Sunday, October 14, 2012

Grief


I fell off my path when I listened to my fear instead of my own heart. I was surprised by the urgent loneliness that day when I could smell the dying leaves. I wanted so badly to believe that I was finally healed, finally whole, and then there was John, touching the small of my back as we walked into the gallery. His fingertips ignited a passion I'd forgotten existed.
Every week, though, I sat in Lori's office, terrified and crying. Something wasn't right. And every week she said so kindly, "This is your own distress talking." And I wanted so much to believe her and her sparkling eyes. But then of course it happened: I met the real girlfriend in the driveway. I was stunned. This shabby, downcast girl? Over me?
Driving home, I took a deep breath. "Fuck it, never mind, whatever, doesn't matter." But I knew I was lying and I let myself cry. All night, all day, for weeks. Another rupture. Proof that I couldn't fucking get it right, no matter how calm and measured and careful I was.
And when I was lying there, raw and aching in my apartment, certain that I was and would always be fat-old-ugly-alone, David moved in for the kill. The man who sounded, when he spoke, as if he was gargling his own phlegm. His lopsided house reeked of animal urine but he showed it off proudly and his dirty children made my skin crawl. The night he wanted us to stay for dinner, I wanted to go home instead and cut my own toenails down to the bleeding quick.
But again, I was weak, stupid, and so willing to give others what they want and ignore my own voice.

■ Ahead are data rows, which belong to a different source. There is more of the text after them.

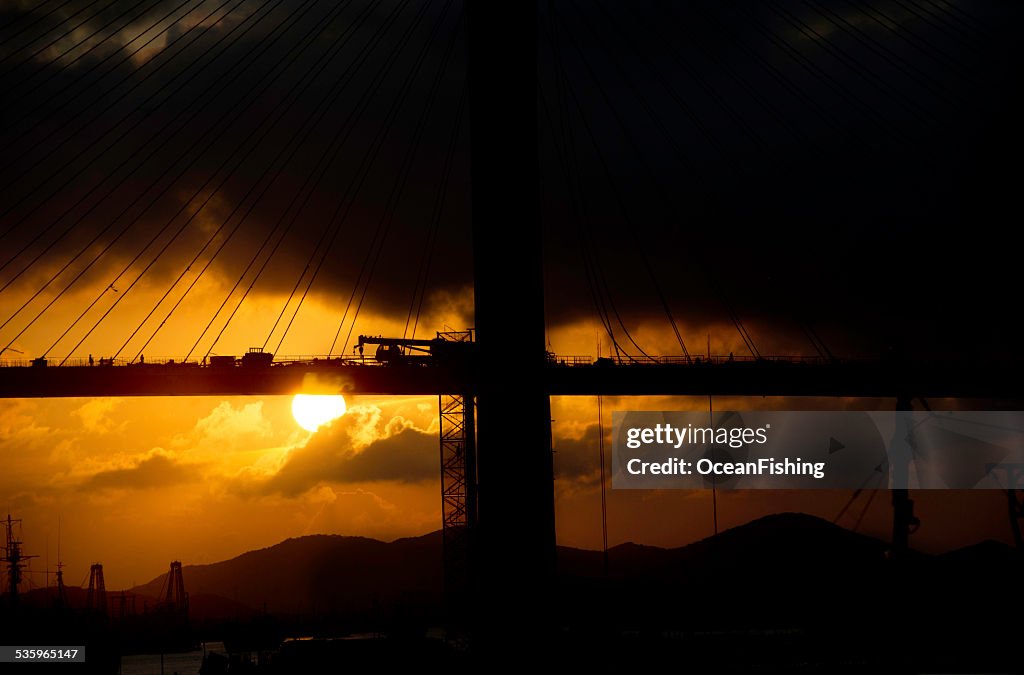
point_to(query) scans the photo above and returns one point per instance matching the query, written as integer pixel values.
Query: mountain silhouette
(322, 575)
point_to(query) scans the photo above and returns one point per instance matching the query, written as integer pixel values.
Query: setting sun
(313, 411)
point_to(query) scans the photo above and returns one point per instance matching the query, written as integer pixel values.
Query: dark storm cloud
(408, 455)
(795, 161)
(155, 471)
(577, 459)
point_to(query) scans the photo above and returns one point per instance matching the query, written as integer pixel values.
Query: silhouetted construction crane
(95, 597)
(175, 599)
(495, 385)
(13, 557)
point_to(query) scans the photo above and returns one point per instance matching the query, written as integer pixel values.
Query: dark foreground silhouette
(787, 592)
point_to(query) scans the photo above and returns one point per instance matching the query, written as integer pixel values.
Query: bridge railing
(702, 360)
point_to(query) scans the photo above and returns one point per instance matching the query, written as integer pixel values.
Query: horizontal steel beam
(747, 379)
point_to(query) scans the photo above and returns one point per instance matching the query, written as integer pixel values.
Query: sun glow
(312, 411)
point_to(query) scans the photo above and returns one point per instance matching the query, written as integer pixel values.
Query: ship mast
(13, 557)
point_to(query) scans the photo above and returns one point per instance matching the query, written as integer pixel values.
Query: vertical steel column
(516, 503)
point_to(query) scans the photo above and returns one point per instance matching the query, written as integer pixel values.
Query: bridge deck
(773, 378)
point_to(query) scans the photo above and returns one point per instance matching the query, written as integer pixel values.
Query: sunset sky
(177, 176)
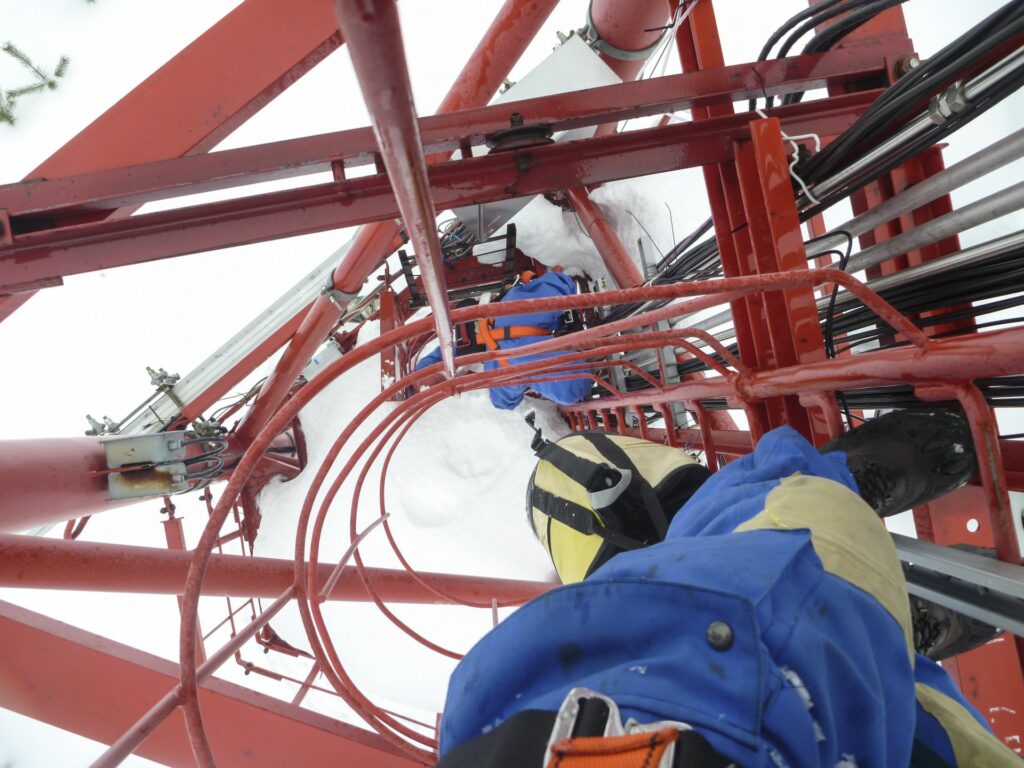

These dominoes have tumbled thanks to my own hand and now I live without my son in a town that is not my own. 
I think of them together--the twin mistakes of JohnandDavid--and an ulcer of wrath opens slow as an eye. But I know that the blind knot of rage is looking for me.

There is so much fury and grief and still, again, as always, it is tied to my father. Can't any fucking thing be separate from him? I just want to get over this nonsense and get on with my life. But. But. I have to give the grief its voice. It's the gag that causes these unplanned eruptions that threaten to sweep me away.
My joy and success are separate from him. I have succeeded in many ways despite him, not because of him. I must stop believing that I owe him any debt of gratitude.
My feelings, my life, are not nonsense.
I must let the grief wash through me. I'm still trying to be "cool" and "good" and move right on to forgiveness but the sorrow and rage boil underneath.
It's so much easier and more convenient to blame myself and be angry at myself. I can flay myself open as much as I like with no one to stop me. But it's misplaced. Yes, maybe he was victimized too. Yes, maybe his brain truly has blocked access to the memory of what he did--but he still did it. He made the choice that broke me.